The fireworks have commenced and there will be little sleep for the next couple hours as the loud cracks and whistles pierce through our open bedroom window.  I'm wishing desperately that I had slowed down a little on the last book I devoured leaving at least a couple chapters for this evenings late night.  Alas, I am bookless and bored.

I once read that to be a good blogger you must be self-absorbed.  You must believe that you are so important that people lay awake at night wondering when your next post will be.  I'm a terrible blogger.
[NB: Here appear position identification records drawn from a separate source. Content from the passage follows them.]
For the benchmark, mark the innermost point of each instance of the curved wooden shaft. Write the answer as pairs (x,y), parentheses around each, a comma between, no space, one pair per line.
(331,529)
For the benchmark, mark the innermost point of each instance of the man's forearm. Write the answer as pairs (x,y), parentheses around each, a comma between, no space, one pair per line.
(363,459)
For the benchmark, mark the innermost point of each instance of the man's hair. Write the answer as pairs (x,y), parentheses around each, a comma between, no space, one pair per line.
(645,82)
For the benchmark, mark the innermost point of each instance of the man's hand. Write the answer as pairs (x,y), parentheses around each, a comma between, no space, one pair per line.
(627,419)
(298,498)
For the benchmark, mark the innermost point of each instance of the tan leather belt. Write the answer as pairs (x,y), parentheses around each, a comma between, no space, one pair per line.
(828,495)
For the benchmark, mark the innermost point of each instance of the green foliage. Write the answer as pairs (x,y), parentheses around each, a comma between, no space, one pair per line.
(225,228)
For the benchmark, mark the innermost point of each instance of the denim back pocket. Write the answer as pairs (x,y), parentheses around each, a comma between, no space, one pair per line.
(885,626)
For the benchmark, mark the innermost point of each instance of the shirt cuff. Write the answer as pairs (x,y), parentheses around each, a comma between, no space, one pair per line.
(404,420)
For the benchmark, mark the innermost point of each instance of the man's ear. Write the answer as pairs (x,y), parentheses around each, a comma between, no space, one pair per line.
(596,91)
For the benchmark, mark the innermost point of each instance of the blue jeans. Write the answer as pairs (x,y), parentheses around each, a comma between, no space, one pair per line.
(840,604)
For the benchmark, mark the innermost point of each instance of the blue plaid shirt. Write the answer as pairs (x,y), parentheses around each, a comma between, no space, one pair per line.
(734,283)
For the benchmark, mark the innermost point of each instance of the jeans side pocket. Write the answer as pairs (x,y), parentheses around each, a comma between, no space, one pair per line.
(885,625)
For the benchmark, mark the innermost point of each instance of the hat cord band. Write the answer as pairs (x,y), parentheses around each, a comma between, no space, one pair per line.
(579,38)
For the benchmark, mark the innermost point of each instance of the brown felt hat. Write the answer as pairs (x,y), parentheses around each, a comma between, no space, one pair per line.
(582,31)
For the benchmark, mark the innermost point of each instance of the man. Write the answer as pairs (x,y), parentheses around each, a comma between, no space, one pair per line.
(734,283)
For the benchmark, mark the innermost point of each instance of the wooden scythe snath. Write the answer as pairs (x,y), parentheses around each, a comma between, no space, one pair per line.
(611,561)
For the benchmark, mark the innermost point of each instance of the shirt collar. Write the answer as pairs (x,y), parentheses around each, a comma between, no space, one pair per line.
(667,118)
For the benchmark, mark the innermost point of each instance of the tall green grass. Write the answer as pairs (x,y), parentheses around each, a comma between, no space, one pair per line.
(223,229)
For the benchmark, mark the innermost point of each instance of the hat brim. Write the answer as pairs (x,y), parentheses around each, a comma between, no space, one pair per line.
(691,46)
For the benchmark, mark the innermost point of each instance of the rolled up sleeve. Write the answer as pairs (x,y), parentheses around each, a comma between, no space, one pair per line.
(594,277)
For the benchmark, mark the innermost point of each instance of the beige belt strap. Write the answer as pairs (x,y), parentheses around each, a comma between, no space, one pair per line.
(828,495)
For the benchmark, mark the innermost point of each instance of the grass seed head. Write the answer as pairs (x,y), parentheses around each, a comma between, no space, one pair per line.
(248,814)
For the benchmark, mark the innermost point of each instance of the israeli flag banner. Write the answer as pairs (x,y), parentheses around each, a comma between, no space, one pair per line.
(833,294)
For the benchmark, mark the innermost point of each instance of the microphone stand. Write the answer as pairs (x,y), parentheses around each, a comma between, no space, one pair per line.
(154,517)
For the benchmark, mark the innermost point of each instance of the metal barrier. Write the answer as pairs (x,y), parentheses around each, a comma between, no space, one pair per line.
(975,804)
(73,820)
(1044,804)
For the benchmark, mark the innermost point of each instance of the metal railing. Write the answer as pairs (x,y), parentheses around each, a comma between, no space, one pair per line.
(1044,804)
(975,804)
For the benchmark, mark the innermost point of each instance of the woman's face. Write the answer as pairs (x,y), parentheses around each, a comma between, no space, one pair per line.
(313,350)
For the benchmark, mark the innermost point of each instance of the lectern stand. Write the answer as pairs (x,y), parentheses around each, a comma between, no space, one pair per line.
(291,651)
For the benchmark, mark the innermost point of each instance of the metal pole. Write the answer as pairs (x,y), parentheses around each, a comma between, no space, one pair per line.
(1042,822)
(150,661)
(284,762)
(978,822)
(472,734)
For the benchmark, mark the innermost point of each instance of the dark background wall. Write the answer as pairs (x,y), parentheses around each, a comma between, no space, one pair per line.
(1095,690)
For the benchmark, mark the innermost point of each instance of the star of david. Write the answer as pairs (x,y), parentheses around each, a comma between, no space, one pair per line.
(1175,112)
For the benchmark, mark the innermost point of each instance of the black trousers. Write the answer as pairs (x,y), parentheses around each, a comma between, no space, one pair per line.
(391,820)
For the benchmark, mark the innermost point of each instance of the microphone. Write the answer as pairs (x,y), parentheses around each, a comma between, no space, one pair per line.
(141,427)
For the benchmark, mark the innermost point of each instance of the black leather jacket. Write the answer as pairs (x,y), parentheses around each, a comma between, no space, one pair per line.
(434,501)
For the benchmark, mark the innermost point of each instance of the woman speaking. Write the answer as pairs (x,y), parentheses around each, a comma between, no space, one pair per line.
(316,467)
Because I'm having a really difficult time loving myself at all right now.  I feel like I've been transported back to junior high and every insecurity I've ever had has come to pay a visit.  Hopefully it's a visit.  I really don't want them moving in.  I find myself self-conscious about the way I walk and laugh and speak.  I wonder if people are looking at the new crop of zits sprouting on my chin.  I feel fat, slow, clumsy, and anxious.

I want to write about my baby.  I want to write about feeling it move for the first time this week and scheduling my ultrasound.  Then I feel annoyed at myself and wonder if others are too.  I think I talk about it too much.

I think talk too much in general.  It's driving me crazy.  I'm driving me crazy.  I hate being stuck inside this brain and drowning in this whirl of negative thought.  Everything irritates me and yet, I feel lonely and long to be with people-- people that love me-- people I could hurt and bring down with my growing pessimism.  I don't want them to see me like this.  I don't want to see me like this.  AH!  The confusion. . . Make it go away. . .

Hormones.  Got to love them!  I woke up this morning feeling like the eighth world wonder.  Go figure.